The presence of a new, extruded disc nucleus may have different prognostic and management factors compared with those of an old, bulging annulus or postoperative epidural scar tissue. The MRI can depict very well nerve root compression with various degrees of disc degeneration, ligamentous injury, hematoma formation, and soft-tissue tumors .

The new, high-resolution MRI can depict extremely well details such as conjoint nerve roots and small syringomyelia. Intravenous gadolinium acts as an MRI contrast agent to delineate vascular scar tissue from avascular disc material in the canal.

The use of myelography followed by CT has decreased with the advent of the noninvasive MRI. In patients with contraindications to MRI, myelography followed by CT may be the best alternative for imaging of the neural canal.

Contraindications to MRI may include having a cardiac pacemaker, an implanted neurostimulator, nonsurgical metal foreign bodies, older lens implants containing metal, as well as extreme claustrophobia.

Discography is used as a technique for pain reproduction to confirm the source of pain. The volume of dye, the pressure to dye insertion, and the containment or leakage of the dye from the nucleus will illustrate the competency of the annulus. Follow-up CT can demonstrate the location of annular tears and disc herniations.

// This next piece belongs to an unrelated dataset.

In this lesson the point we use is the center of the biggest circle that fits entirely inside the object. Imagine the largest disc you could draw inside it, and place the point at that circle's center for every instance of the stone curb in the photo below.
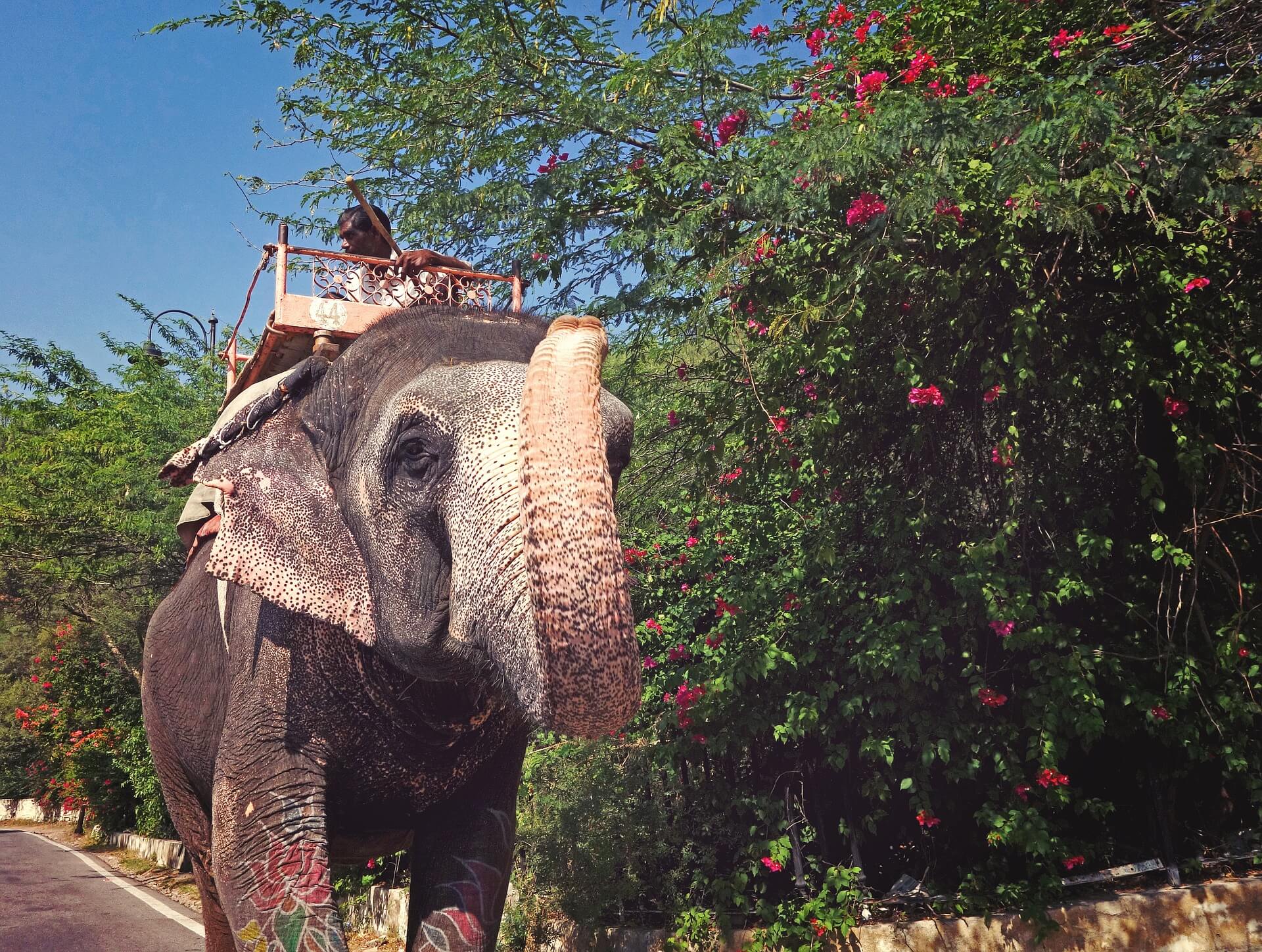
(1215, 917)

Nuclear imaging, such as the use of bone scans and white cell–labeled scans, are very useful when fresh stress fractures, infections, or tumors are suspected in the athlete presenting with thoracolumbar spine pain. A focused radiographic correlation, usually with CT of any areas presenting with increased uptake, generally will confirm the diagnosis.

The use of a more sophisticated imaging technique known as single-photon emission CT (SPECT) allows the data to be reformatted in axial images similar to CT scans. The SPECT image localizes well the presence of recently developed spondylolytic defects.